Local Flavors

Cordillera region's local flavor: Pinikpikan


Choose Philippines
Choose Philippines | May 27, 2013

Ready for some extreme eating?

Pinikpikan is a popular native dish from the highlands of the Cordillera region in the northern Philippines. If you want to try it make sure you don't get to see how its prepared.

An Igorot delicacy, pinikpikan involves a live chicken being beaten with a stick prior to cooking. The coagulated blood, burned feathers and skin actually provide the flavor of the dish.

The process of light beating or "pikpik" is where pinikpikan derives its name. The ritual preparation by Cordillera tribes is done to determine appropriate courses of action and their fate. The chicken is 'battered' to keep the blood inside the chicken. If its beaten properly the chicken will not be bloody when it is sliced. None of the bones should be broken during the beating or slicing.

The preparation is said to violate the Philippine Animal Welfare Act of 1998 but people who cook pinikpikan claim they're actually doing the chickens a favor since the animals are said to be too numb to feel any pain when it is time to dispatch them.

Back in the day, tribesmen used the smallish native chicken, considered to be tastier with its darker meat. Now larger varieties such as the broiler or cobbs are acceptable as it is more common and offers a larger serving.

Using a simple, wooden stick, the cook lightly beats the chicken underneath both wings and on the neck until these areas turn bluish, indicating the blood has risen just underneath the skin. Using the same stick, the cook delivers a well placed blow to the back of the bird's head. This has to be done precisely as to give the bird and the cook a favor - the bird should be close to unconscious so it won't attack its designated executioner. If done properly there's hardly any bleeding due to the coagulated blood.

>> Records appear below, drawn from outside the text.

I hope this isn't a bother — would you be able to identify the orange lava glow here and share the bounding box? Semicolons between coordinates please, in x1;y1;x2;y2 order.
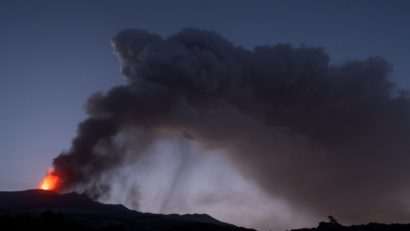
39;172;60;191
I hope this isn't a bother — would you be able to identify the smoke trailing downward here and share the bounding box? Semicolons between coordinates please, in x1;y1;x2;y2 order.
54;29;410;222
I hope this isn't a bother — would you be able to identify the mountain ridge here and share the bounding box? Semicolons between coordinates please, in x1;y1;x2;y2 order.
0;189;252;231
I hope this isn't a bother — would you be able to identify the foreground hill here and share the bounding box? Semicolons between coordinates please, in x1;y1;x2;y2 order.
0;190;251;231
292;216;410;231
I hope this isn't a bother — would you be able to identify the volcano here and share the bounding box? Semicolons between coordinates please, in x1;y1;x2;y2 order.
0;189;253;231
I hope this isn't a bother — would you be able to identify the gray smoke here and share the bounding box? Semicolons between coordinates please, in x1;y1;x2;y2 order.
54;28;410;226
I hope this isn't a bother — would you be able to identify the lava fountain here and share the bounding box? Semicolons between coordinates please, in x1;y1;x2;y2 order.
39;171;60;191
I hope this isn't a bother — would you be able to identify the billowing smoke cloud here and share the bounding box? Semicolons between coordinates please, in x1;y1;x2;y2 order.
54;29;410;226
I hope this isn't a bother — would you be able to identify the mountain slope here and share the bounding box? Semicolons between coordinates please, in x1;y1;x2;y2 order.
0;190;253;231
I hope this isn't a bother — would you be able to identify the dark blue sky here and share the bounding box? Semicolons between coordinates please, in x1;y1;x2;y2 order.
0;0;410;227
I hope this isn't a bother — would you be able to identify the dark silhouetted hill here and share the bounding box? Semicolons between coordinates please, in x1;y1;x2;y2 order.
0;190;251;231
292;216;410;231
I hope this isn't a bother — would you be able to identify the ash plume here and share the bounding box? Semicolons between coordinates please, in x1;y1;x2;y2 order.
53;28;410;222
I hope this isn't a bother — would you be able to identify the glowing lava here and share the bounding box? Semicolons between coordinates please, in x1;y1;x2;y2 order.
39;172;60;191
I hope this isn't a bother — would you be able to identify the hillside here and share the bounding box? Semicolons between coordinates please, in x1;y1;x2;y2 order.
0;190;251;231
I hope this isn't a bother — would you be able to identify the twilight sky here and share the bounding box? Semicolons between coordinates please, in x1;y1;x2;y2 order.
0;0;410;228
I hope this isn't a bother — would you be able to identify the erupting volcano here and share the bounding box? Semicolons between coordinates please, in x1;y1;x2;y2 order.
39;171;60;191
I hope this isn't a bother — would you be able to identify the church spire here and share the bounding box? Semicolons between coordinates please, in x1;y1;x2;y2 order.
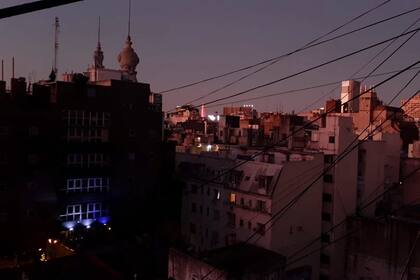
93;17;104;68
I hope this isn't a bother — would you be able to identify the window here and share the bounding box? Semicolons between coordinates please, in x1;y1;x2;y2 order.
321;232;330;243
128;128;136;138
257;223;265;235
320;253;330;264
0;152;9;164
213;209;220;221
227;212;236;227
27;154;39;165
86;203;102;219
324;174;333;183
191;184;197;193
319;273;330;280
322;212;331;222
256;199;266;211
229;193;236;204
190;223;196;234
64;204;82;221
0;125;9;136
128;153;136;160
324;155;334;163
213;189;220;200
322;193;332;202
211;231;219;246
66;179;83;192
28;125;39;137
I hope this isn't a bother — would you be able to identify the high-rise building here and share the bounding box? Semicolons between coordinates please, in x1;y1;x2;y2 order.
0;26;164;253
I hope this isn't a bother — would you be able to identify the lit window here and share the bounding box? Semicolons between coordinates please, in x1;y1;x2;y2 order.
64;204;82;221
229;193;236;204
257;223;265;235
128;153;136;160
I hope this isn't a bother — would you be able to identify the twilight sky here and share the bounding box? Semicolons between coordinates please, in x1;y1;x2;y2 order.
0;0;420;113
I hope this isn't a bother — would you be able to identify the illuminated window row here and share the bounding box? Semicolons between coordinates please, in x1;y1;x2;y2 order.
60;202;108;222
66;127;109;142
67;153;106;167
63;110;111;127
66;177;109;192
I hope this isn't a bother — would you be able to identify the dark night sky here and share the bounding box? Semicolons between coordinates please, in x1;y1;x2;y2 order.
0;0;420;112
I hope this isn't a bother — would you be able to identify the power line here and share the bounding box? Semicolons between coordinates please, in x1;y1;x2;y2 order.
177;7;420;107
199;67;419;108
286;71;420;256
191;60;420;201
0;0;83;19
189;28;420;108
201;60;420;280
158;0;398;94
210;81;420;279
300;15;420;112
285;164;420;267
253;68;420;247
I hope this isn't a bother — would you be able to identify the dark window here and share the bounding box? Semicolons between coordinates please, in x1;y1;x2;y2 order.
227;212;236;227
321;253;330;264
319;274;330;280
322;193;332;202
321;233;330;243
190;223;196;234
128;128;136;137
0;125;9;136
322;212;331;222
256;200;266;211
191;184;197;193
213;209;220;220
324;155;334;163
257;223;265;235
324;174;333;183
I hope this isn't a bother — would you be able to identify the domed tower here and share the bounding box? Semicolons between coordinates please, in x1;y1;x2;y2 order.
93;17;105;69
118;0;140;82
118;35;140;82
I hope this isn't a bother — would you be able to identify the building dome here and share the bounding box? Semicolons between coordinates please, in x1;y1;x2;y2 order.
118;36;140;75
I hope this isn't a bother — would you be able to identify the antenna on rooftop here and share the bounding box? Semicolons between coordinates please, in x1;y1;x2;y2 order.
128;0;131;37
53;17;60;74
98;16;101;46
12;56;15;79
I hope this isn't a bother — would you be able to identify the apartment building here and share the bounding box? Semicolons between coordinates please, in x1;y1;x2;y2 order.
177;148;323;277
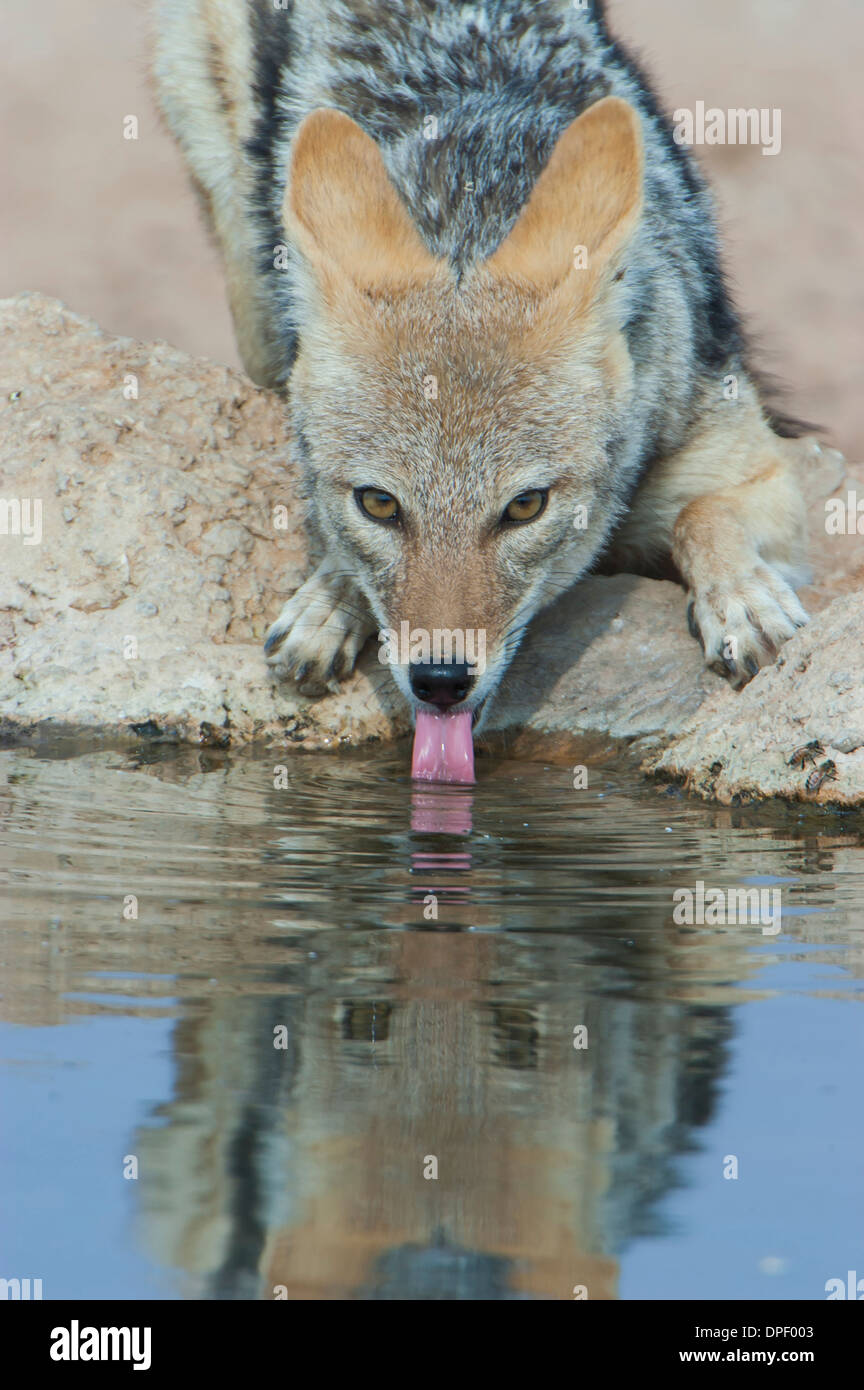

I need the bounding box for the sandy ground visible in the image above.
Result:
[0,0,864,457]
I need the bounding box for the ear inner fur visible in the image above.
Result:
[282,108,440,293]
[486,97,643,292]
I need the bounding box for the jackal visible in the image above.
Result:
[154,0,807,776]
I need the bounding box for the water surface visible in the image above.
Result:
[0,748,864,1300]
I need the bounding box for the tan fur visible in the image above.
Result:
[488,96,643,300]
[283,110,443,293]
[156,16,806,698]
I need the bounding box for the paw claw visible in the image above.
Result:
[688,563,808,685]
[264,563,375,698]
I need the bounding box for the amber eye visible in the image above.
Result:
[354,488,399,521]
[501,488,549,525]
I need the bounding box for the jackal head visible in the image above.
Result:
[283,97,642,710]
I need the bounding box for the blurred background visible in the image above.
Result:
[0,0,864,459]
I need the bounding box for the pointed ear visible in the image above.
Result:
[486,96,643,293]
[282,108,440,293]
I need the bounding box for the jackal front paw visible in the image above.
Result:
[264,567,375,696]
[688,564,807,685]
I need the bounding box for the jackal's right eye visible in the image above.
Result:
[354,488,399,523]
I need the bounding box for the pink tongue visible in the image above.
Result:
[411,709,474,783]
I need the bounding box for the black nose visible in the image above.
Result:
[411,662,474,709]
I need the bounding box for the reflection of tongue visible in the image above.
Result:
[411,709,474,783]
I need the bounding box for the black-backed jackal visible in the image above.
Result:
[154,0,806,777]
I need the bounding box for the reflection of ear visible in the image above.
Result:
[282,108,442,295]
[486,96,643,295]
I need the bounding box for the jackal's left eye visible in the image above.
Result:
[354,488,399,521]
[501,488,549,525]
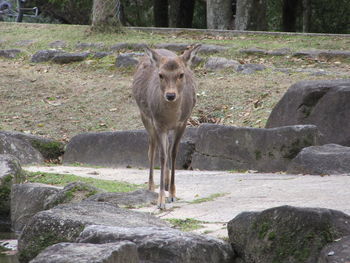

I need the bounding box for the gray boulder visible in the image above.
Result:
[44,182,104,210]
[287,144,350,175]
[192,124,320,172]
[52,52,90,64]
[63,129,196,169]
[0,49,22,58]
[111,43,147,51]
[0,133,44,164]
[115,53,139,68]
[30,241,140,263]
[11,183,59,232]
[204,57,240,70]
[49,40,67,48]
[198,44,228,55]
[266,79,350,146]
[77,225,233,263]
[86,189,158,207]
[237,64,266,74]
[155,43,191,52]
[0,154,25,232]
[30,49,64,63]
[75,42,105,49]
[227,206,350,263]
[239,48,267,55]
[18,201,167,262]
[0,131,64,160]
[317,236,350,263]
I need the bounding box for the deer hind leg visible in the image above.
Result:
[168,124,186,202]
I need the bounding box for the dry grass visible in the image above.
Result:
[0,23,350,140]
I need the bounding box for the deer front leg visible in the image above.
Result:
[148,134,157,192]
[168,122,186,202]
[157,131,168,209]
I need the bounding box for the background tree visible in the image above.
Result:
[153,0,169,27]
[207,0,233,29]
[92,0,121,31]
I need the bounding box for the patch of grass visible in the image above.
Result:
[27,172,144,192]
[190,193,228,204]
[165,218,205,232]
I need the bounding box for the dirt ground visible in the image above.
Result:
[25,166,350,238]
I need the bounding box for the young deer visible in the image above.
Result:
[132,45,200,209]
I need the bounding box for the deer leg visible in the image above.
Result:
[157,131,168,209]
[148,134,157,192]
[168,124,186,202]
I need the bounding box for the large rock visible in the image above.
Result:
[30,241,140,263]
[0,131,64,160]
[0,154,25,232]
[30,49,64,63]
[192,124,320,172]
[11,183,59,232]
[18,201,167,262]
[0,133,44,164]
[78,225,233,263]
[287,144,350,174]
[63,129,196,168]
[266,79,350,146]
[0,49,22,58]
[52,52,90,64]
[204,57,240,70]
[86,189,158,207]
[317,236,350,263]
[227,206,350,263]
[44,182,104,210]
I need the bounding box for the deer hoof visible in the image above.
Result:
[167,196,176,203]
[158,204,165,210]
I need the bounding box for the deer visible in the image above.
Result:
[132,44,201,210]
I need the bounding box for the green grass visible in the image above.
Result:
[190,193,228,204]
[165,218,206,232]
[27,172,144,192]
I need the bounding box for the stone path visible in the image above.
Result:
[25,166,350,237]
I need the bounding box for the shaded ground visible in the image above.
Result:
[25,166,350,237]
[0,23,350,140]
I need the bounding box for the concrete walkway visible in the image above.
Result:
[25,166,350,237]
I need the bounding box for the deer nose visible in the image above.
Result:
[165,93,176,101]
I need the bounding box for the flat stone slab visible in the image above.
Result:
[287,144,350,175]
[192,124,320,172]
[26,166,350,240]
[30,241,140,263]
[0,49,22,58]
[266,79,350,146]
[63,129,196,168]
[18,202,167,262]
[78,225,233,263]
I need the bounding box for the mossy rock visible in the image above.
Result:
[44,182,104,209]
[228,206,350,263]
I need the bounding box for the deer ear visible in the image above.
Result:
[181,44,202,66]
[145,47,161,67]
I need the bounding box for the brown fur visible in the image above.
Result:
[132,45,200,209]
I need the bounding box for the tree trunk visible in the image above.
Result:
[207,0,233,29]
[153,0,169,27]
[303,0,311,32]
[176,0,195,28]
[282,0,299,32]
[235,0,267,31]
[92,0,121,31]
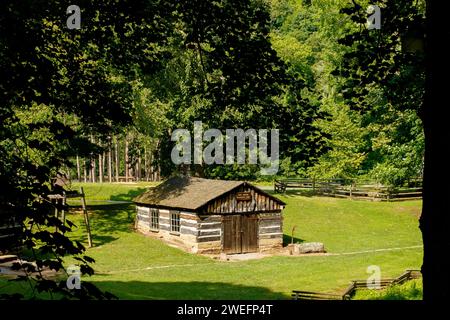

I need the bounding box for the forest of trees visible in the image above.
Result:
[68,0,424,185]
[0,0,434,295]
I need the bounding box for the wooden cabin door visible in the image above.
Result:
[223,215,258,254]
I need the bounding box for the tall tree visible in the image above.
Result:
[0,0,174,298]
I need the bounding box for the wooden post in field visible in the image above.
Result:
[108,141,112,183]
[144,147,148,181]
[114,136,120,182]
[80,187,92,248]
[125,137,129,182]
[83,159,87,183]
[98,153,103,183]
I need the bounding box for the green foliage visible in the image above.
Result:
[0,0,173,298]
[0,184,423,299]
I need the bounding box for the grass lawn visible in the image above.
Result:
[0,183,423,299]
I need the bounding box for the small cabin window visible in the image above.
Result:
[150,209,159,231]
[170,212,180,234]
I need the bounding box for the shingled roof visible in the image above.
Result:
[133,176,284,210]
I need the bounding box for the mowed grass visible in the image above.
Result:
[0,184,422,299]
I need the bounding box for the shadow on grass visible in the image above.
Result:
[283,234,305,246]
[94,281,288,300]
[109,188,148,201]
[68,204,135,246]
[264,189,320,197]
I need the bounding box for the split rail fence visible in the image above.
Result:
[274,178,422,201]
[292,270,422,300]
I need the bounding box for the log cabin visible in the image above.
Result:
[134,176,286,254]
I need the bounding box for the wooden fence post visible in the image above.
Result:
[80,187,92,248]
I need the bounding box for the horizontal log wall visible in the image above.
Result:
[136,206,283,254]
[203,186,283,214]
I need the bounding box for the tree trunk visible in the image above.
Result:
[420,0,450,302]
[98,153,103,183]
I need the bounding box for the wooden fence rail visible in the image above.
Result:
[292,270,422,300]
[274,178,422,201]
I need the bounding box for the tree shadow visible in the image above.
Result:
[93,280,289,300]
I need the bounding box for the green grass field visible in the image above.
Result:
[0,183,423,299]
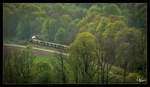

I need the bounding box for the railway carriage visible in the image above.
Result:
[31,36,67,50]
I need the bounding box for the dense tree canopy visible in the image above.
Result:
[3,3,147,83]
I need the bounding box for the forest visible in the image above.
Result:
[3,3,147,84]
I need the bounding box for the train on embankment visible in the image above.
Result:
[30,36,68,50]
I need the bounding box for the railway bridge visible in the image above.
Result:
[30,36,68,50]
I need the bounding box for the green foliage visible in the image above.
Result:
[102,4,121,16]
[3,3,147,84]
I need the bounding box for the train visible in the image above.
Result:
[30,36,68,50]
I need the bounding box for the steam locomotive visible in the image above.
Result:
[30,36,68,50]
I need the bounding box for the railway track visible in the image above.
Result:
[3,44,68,55]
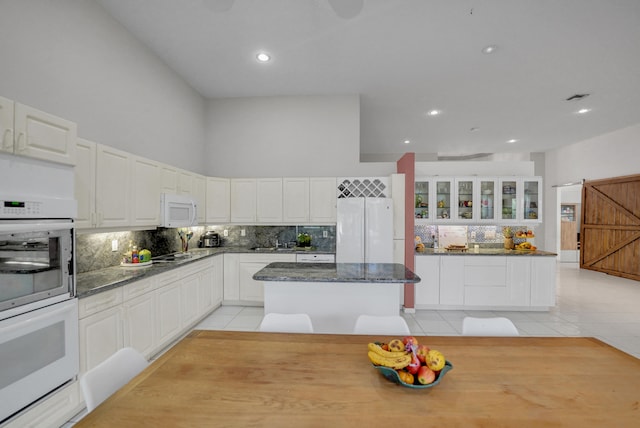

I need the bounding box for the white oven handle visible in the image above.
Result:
[0,222,73,233]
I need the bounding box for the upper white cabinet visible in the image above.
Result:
[282,177,310,223]
[160,164,178,195]
[309,177,337,224]
[414,176,542,224]
[74,138,96,229]
[205,177,231,223]
[256,178,282,223]
[74,138,161,229]
[191,174,207,224]
[0,97,13,153]
[131,156,161,226]
[177,169,193,196]
[96,144,131,228]
[0,98,78,165]
[231,178,256,223]
[498,177,542,223]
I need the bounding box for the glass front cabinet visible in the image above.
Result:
[414,176,542,224]
[474,177,499,223]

The pinions or wings are removed and the whole bird is thrown into an open fire so as to burn all the feathers. making sure the boots are properly singed so they can be hand separated from the skin.

The bird is then washed and cleaned to remove the soot and dirt, the process also removes the beak, crown and claws. The innards are cleaned and removed with the intestines tied around gizzard. The ritual cutting involves the removal of the head. The skin is sliced in sections that would allow the careful dislocation of the thighs without breaking the bones.

The rib cage is left intact with the internal organs which includes the heart, liver and lungs. A tribal priest then 'reads' the bile and liver which determines the course of action the tribe will take on matters such as harvesting crops or waging warfare.

The limbs are separated from the body and all the edible parts, head and innards included, are thrown into a pot of water flavored with Etag (cured meat) and then boiled. The singed feathers are also used to give the soup a smoked flavor.

The tribal chief is served what is considered the best part, the center portion containing the ribs and innards. Purists contend that if pinikpikan is served with vegetables or flavorings such as ginger is added, then it merely becomes a version of Tinolang Manok.

Widely available in the Cordilleras, pinikpikan has versions which use ingredients such as ginger, onions, pechay or chayote. But whatever spice or garnish is added, it's still the chicken that has the last say.